In fact, however, the Paris agreement made no specific commitment to continued U.S. military aid, although it did permit each side to replace its then existing military equipment. This could be construed as an implied U.S. obligation to resupply the ARVN, although the agreement was also based on the premise that the righting was to sputter out and stop. Kissinger was on shaky ground, too, in assuming that the U.S. Congress would remain committed to indefinite continuance of military aid whatever the sense of the nation at the time. The accords did not require and did not receive ratification by Congress.
Similar thoughts were expressed last week by President Ford. To support economic aid, Ford revived the much-belabored "domino theory" of falling nations. "If we have one country after another--allies of the United States --losing faith in our word, losing faith in our agreements with them, yes, I think the first one to go could vitally affect the national security of the United States," he insisted. He also warned against a "new isolationism" among Americans. "We are counseled to withdraw from the world and go it alone," he said. "I have heard that song before. I am not going to dance to it."
Doom Prophecies. There were other events to support the alarms of the Ford Administration. Thailand suggested that it might order the U.S. to stop using that nation's airfields for munitions flights to Cambodia and to withdraw all military missions in Thailand within a year. In Western Europe, where U.S. strategic interests are far greater, the government of Portugal turned more leftward, possibly jeopardizing the future of U.S. bases in the Azores and Portugal's commitments to NATO.
The view that all such events are linked has long been held by Kissinger. Yet the idea seems both faulty and dangerous when applied so obsessively to such peripheral situations as South Viet Nam and Cambodia. As U.S. policymakers argue for last-ditch aid to Cambodia, for instance, warning of worldwide repercussions if the demands are denied, they run the risk of creating selffulfilling prophecies of doom. Certainly Americans are disillusioned with their Viet Nam experience, and rightly so. They are less ready to support U.S. military aid or intervention elsewhere. But that does not mean that even the collapse of South Viet Nam would turn Americans so sour on foreign affairs that they would desert their commitments in more vital areas: Europe, the Middle East, Japan and some other parts of Asia. There will be no such desertion, unless the Ford-Kissinger rhetoric convinces the public that each global trouble spot is equally significant, or equally insignificant, to the U.S.
Tragic Effort. The hard fact is that the government of Cambodia's Lon Nol is tenuous at best and probably ultimately untenable. South Viet Nam has far stronger moral claims on U.S. support, and, until this week at least, seemed to have far greater strength to resist. But in Viet Nam too, U.S. military aid cannot go on indefinitely. President Ford's suggestion of three more years and $5.5 billion is undoubtedly too much for Congress. On the other hand, the proposal to cut off military aid by June 30 would end the help too abruptly. Dates and amounts are arguable.
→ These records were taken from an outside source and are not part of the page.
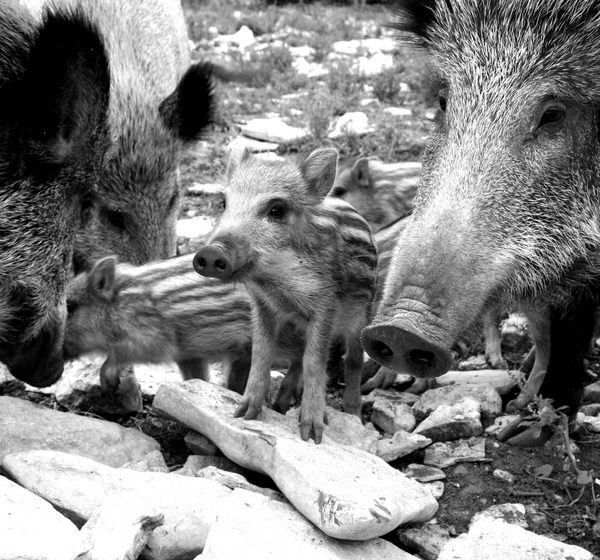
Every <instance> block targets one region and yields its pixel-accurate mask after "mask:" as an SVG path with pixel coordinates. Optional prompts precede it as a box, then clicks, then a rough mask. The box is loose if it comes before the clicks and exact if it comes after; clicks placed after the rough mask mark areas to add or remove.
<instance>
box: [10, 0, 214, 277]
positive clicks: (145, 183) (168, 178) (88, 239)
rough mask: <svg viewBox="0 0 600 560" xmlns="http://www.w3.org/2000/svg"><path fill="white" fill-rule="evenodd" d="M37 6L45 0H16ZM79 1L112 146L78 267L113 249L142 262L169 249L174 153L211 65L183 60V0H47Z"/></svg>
mask: <svg viewBox="0 0 600 560" xmlns="http://www.w3.org/2000/svg"><path fill="white" fill-rule="evenodd" d="M21 1H22V2H23V3H24V4H26V5H27V6H28V7H29V8H30V9H31V11H32V12H33V13H34V14H36V13H37V12H38V10H39V6H40V5H43V4H44V3H49V2H50V0H21ZM52 2H53V3H54V4H59V5H69V6H72V5H77V6H78V7H79V8H80V9H81V10H82V12H84V13H85V14H86V15H87V16H88V17H89V18H90V20H91V21H93V22H95V23H96V24H97V26H98V28H99V29H100V32H101V33H102V36H103V39H104V41H105V43H106V49H107V51H108V56H109V64H110V73H111V90H110V93H111V97H110V107H109V127H110V133H111V140H112V145H111V151H110V154H109V157H108V159H107V161H106V164H105V166H104V168H103V169H102V170H101V172H100V173H99V176H98V180H97V191H96V194H95V195H94V196H90V197H89V198H88V199H87V201H86V207H85V208H84V212H83V216H84V224H83V227H82V229H81V231H80V233H79V234H78V236H77V242H76V248H75V259H74V264H75V269H76V272H79V271H80V270H82V269H89V268H90V266H91V264H92V263H93V262H94V261H95V260H96V259H98V258H100V257H105V256H107V255H117V256H119V257H120V259H121V260H122V261H125V262H130V263H132V264H143V263H145V262H148V261H150V260H157V259H162V258H165V257H169V256H172V255H174V254H175V249H176V233H175V223H176V219H177V214H178V211H179V206H180V200H181V195H182V193H181V189H180V188H179V176H178V169H177V168H178V160H179V157H180V155H181V153H182V150H183V149H184V148H185V147H186V146H188V145H190V144H191V143H192V142H193V141H195V140H196V139H197V138H198V137H199V136H200V133H201V132H202V131H203V130H204V129H205V127H206V126H207V125H208V124H209V122H210V121H211V115H212V86H211V73H212V69H213V67H212V65H210V64H207V63H198V64H194V65H192V66H190V57H189V46H188V38H187V32H186V27H185V20H184V17H183V12H182V8H181V1H180V0H144V1H143V2H141V1H138V0H127V1H124V0H52Z"/></svg>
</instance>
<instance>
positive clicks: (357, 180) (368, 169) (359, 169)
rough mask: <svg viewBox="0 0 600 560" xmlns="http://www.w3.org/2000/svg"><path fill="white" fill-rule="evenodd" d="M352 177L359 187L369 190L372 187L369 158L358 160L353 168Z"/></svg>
mask: <svg viewBox="0 0 600 560" xmlns="http://www.w3.org/2000/svg"><path fill="white" fill-rule="evenodd" d="M352 176H353V178H354V181H355V182H356V183H357V184H358V186H359V187H362V188H364V189H368V188H369V187H370V186H371V172H370V170H369V160H368V159H367V158H360V159H358V160H357V161H356V162H355V163H354V165H353V166H352Z"/></svg>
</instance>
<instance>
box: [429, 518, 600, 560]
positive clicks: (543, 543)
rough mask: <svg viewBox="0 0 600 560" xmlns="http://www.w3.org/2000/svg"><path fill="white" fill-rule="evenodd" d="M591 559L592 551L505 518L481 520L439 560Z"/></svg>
mask: <svg viewBox="0 0 600 560" xmlns="http://www.w3.org/2000/svg"><path fill="white" fill-rule="evenodd" d="M482 558H485V559H486V560H506V559H508V558H511V559H512V558H515V559H516V558H518V559H519V560H592V558H593V555H592V553H591V552H588V551H586V550H584V549H583V548H581V547H578V546H573V545H569V544H565V543H561V542H559V541H555V540H553V539H549V538H548V537H544V536H542V535H537V534H535V533H532V532H530V531H526V530H525V529H522V528H521V527H517V526H516V525H509V524H508V523H505V522H504V521H498V520H495V521H494V520H489V519H483V520H481V521H479V522H477V523H474V524H473V525H472V526H471V528H470V529H469V532H468V533H466V534H464V535H460V536H459V537H457V538H456V539H454V540H453V541H450V542H449V543H448V544H446V545H445V546H444V548H443V549H442V551H441V552H440V555H439V557H438V560H480V559H482Z"/></svg>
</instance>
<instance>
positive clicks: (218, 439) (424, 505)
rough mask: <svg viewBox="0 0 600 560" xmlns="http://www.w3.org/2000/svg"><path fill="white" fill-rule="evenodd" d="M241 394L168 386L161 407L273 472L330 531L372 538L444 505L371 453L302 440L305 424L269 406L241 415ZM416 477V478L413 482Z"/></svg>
mask: <svg viewBox="0 0 600 560" xmlns="http://www.w3.org/2000/svg"><path fill="white" fill-rule="evenodd" d="M240 400H241V396H240V395H238V394H237V393H234V392H233V391H229V390H227V389H225V388H223V387H218V386H216V385H211V384H210V383H206V382H203V381H201V380H199V379H192V380H190V381H187V382H185V383H178V384H175V383H173V384H168V385H163V386H162V387H161V388H160V389H159V391H158V394H157V395H156V398H155V400H154V407H155V408H156V409H158V410H159V411H162V412H165V413H166V414H168V415H170V416H172V417H175V418H177V419H178V420H179V421H180V422H182V423H184V424H185V425H187V426H188V427H190V428H192V429H194V430H196V431H198V432H200V433H203V434H204V435H206V436H207V437H208V438H210V439H211V440H212V441H213V442H214V443H215V444H216V445H217V446H218V447H219V449H220V450H221V451H222V452H223V453H224V454H225V455H226V456H227V457H229V458H230V459H231V460H233V461H235V462H236V463H238V464H240V465H242V466H244V467H246V468H249V469H253V470H256V471H258V472H262V473H265V474H267V475H269V476H270V477H271V478H272V479H273V481H274V482H275V484H276V485H277V487H278V488H279V489H280V490H281V492H282V493H283V494H284V495H285V497H286V498H287V499H288V500H289V501H290V502H291V503H292V504H294V506H295V507H296V508H297V509H298V510H299V511H300V512H301V513H303V514H304V515H305V516H306V517H308V518H309V519H310V520H311V521H312V522H313V523H315V525H317V526H318V527H319V528H321V530H323V531H324V532H325V533H327V534H328V535H329V536H333V537H337V538H344V539H351V540H366V539H369V538H373V537H376V536H381V535H383V534H385V533H386V532H389V531H390V530H392V529H393V528H394V527H397V526H398V525H399V524H401V523H406V522H408V521H417V520H421V521H425V520H427V519H430V518H431V516H432V515H433V514H434V513H435V511H436V510H437V503H436V502H435V500H433V498H432V497H431V495H430V494H429V493H428V492H427V491H426V490H425V489H423V488H421V487H420V485H419V484H418V483H417V482H415V481H412V480H410V479H409V478H408V477H405V476H404V475H402V473H400V472H398V471H396V470H395V469H392V468H391V467H389V466H388V465H387V464H386V463H385V462H384V461H382V460H381V459H379V458H378V457H375V456H374V455H372V454H370V453H366V452H364V451H361V450H359V449H355V448H352V447H348V446H341V445H338V444H335V443H333V442H332V441H331V440H330V438H329V437H327V435H326V434H325V436H324V438H323V443H321V444H320V445H316V444H314V443H313V442H304V441H302V440H301V439H300V435H299V427H298V423H297V422H296V421H294V420H293V419H291V418H287V417H285V416H283V415H281V414H279V413H277V412H275V411H273V410H270V409H266V408H264V409H263V410H262V412H261V413H260V415H259V417H258V419H257V420H245V419H243V418H234V417H233V413H234V411H235V409H236V408H237V406H238V404H239V401H240ZM409 482H410V484H408V483H409Z"/></svg>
Is the rest of the world really losing confidence in America because of events in Indochina? The evidence so far suggests otherwise. Most of the world some time ago absorbed the long-overdue U.S. decision to cut its losses in Southeast Asia, after an enormous and tragic effort. Many of America's friends indeed were relieved, and still are, hoping that the U.S. will henceforth be freer to concentrate on other areas and problems. Confidence in America ultimately depends not on the aftermath of Viet Nam but on how firmly and wisely the U.S. acts elsewhere.